Much of my childhood I was alone. Family troubles—my parents were drunks—combined with a devastating shyness and a complete lack of social skills to ensure a life of solitude. This isolation was not natural, of course, especially for a child, and most of the time I was excruciatingly lonely I sought
friends whenever I could, but was rarely successful.

When I was very young these times of aloneness were spent making model airplanes, reading comic books or just daydreaming. But when I was twelve, living in a small town named Twin Forks in northern Minnesota, an uncle gave me a Remington .22 rifle he’d bought at a hardware store for ten dollars. I ran to the woods.

It is not somehow “politically correct” to hunt, and that is a shame for young boys. For me it was not only the opening into a world of wonder, it was salvation. I lived and breathed to hunt, to fish.

Two rivers ran out of town, one to the north and one to the east, and any day, hour or few minutes I could spare I would run these rivers. The first year I hunted mostly rabbits and ruffed grouse—feeding myself in the process. I scuffled along in old boots with
a box of .22 long rifle cartridges in my pocket and the single-shot rifle in my hand. On my back was an old army surplus light pack I’d bought with money from setting pins at the local bowling alley. In the pack I had matches, usually a loaf of bread, salt and an old aluminum pot for boiling water.

There was great beauty in running the rivers, especially in the fall when the leaves were turning. The maples were red gold and filtered the sunlight so that you could almost taste the richness of the light, and before long I added a surplus army blanket, rolled up over the pack, and I would spend the nights out as well. During school—where I did badly—I would hunt in the evenings. But on Friday I was gone, and I would frequently spend the entire weekend alone in the woods.
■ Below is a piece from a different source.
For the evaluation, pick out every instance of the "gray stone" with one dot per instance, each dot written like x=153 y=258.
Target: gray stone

The problem was that I was alone. I had not learned then to love solitude—as I do
now—and the feeling of loneliness was visceral, palpable. I would see something beautiful—the sun through the leaves, a deer moving through the dappled light, the explosion of a grouse flying up through the leaves—and I would turn to point it out to somebody, turn to say, “Look …” and there would be no one there.

The second fall after I’d started living in and off the woods I decided to hunt ducks. Miles to the north were the great swamps and breeding grounds of literally millions of ducks and geese, and when the migratory flights started south the sky would seem to darken with them. The .22 rifle was not suited for ducks—was indeed illegal for them—so I saved my money setting pins and bought an old single-shot Browning twelve-gauge shotgun from a kid named Sonny. The gun had a long barrel and a full choke, and with number four shot seemed to reach out forever. I never became really good with it, but could
hit now and then when the ducks were flying at the right angle. Duck hunting soon became my life.

I did not have decoys but I made some blinds six miles out of town where there were cattail swamps. I would walk out there in the dark, leaving the house at three in the morning, nestle into the blinds and wait for the morning flights to come in from the north. Usually I would get one or two ducks—once a goose—but some I wounded or didn’t kill cleanly and they would get into the swamp grass and weeds in the water and I couldn’t find them.

It was about then that I met Ike.

Ike was a great barrel-chested black Labrador that became one of the best friends I’ve ever had and was in all ways an equal; not a pet, not something to master, but an equal.

I had had other dogs. Snowball in the Philippines, then a cocker spaniel somebody gave me named Trina. They were sweet and
dear and gave love the way only dogs can, with total acceptance, but Ike was the first dog I’d ever known not as a pet but as a separate entity, a partner.

We met strangely enough. It was duck season and I was going hunting. I woke up at three and sneaked from the basement, where I stayed when my parents were drunk— which was all the time—up into the kitchen. Quietly I made two fried egg sandwiches at the stove. I wrapped them in cellophane (this was well before sandwich bags), folded them into a paper sack and put them in my pack along with a Thermos of hot coffee. Then I got my shotgun from the basement. I dumped a box of shells into the pockets of the old canvas coat I’d found in a trunk in the back of the coal room. I put on the knee-high rubber boots I’d bought at army surplus.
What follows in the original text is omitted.